To use, enter the Analysis
directory, load MATLAB and run:
CompareIFs(<SERIAL_IF_TSV>, <PARALLEL_IF_TSV>, <OUTPUT_FILE_PREFIXES>);
where <SERIAL_IF_TSV>
is the path and filename of the IF matrix .tsv
file from the serial HIFI-MRF output, <PARALLEL_IF_TSV>
is the path and filename of the IF matrix .tsv
file from the pHIFI-MRF output, and <OUTPUT_FILE_PREFIXES>
is the desired prefix to name the output files. All three arguments must be strings. The function will plot a heat map where the upper triangular portion is the parallel IF matrix and the lower triangular portion is the serial IF matrix. This will be saved in the file <OUTPUT_FILE_PREFIXES>.pdf
. Another output file called <OUTPUT_FILE_PREFIXES>.txt
will contain the SSE, SCC, and correlation per stratum (diagonal) for the two IF matrices. See comments within CompareIFs.m
for returning function values in a MATLAB session.
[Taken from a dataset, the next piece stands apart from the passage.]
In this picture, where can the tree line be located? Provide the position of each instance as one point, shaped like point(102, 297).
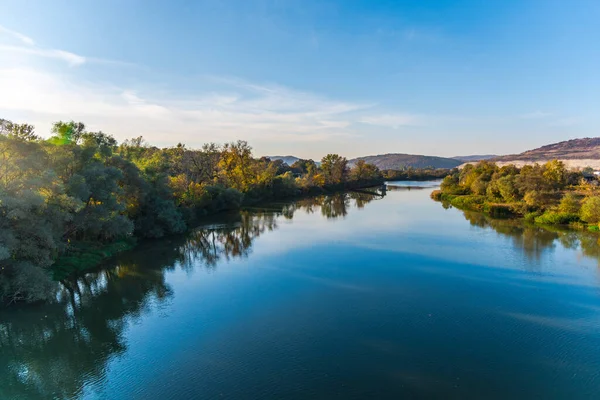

Compilation uses the g++ and mpicc. To compile the original serial HIFI code:
make HIFIserial
To run the original serial HIFI code:
src/HIFIserial <PATH/TO/INPUT> <OUTPUTNAME>.tsv -method=mrf
To compile the parallel version (pHIFI-MRF) used for the majority of the project:
make HIFI
To run:
ibrun -np <NUMTASKS> src/HIFI <PATH/TO/INPUT> <OUTPUTNAME>.tsv -method=mrf
or
mpirun -np <NUMTASKS> src/HIFI <PATH/TO/INPUT> <OUTPUTNAME>.tsv -method=mrf
To compile the advanced parallel version (advanced pHIFI-MRF) used for preliminary testing of continued optimizations:
make HIFIAdvanced
To run:
ibrun -np <NUMTASKS> src/HIFIAdvanced <PATH/TO/INPUT> <OUTPUTNAME>.tsv -method=mrf
or
mpirun -np <NUMTASKS> src/HIFIAdvanced <PATH/TO/INPUT> <OUTPUTNAME>.tsv -method=mrf
For the parallel versions, <NUMTASKS>
is the number of MPI tasks you want to use. For all versions, <PATH/TO/INPUT>
is the path and filename of your desired input file, for example Data/HindIII.hg19.chr9_chr9.RF.tsv
. For all versions, <OUTPUTNAME>.tsv
will be the name of the .tsv
file containing the optimized interaction frequency matrix. The parallel versions will also create a file called TimeFile_<NUMTASKS>.txt
with the runtimes for the adaptive kernel density estimation algorithm, the full setup of the code before the Markiv random field component, the Markov random field component, and the entire code. The program will also print periodic status updates to standard error. Note that the parallel code can also be run with a single task without issue.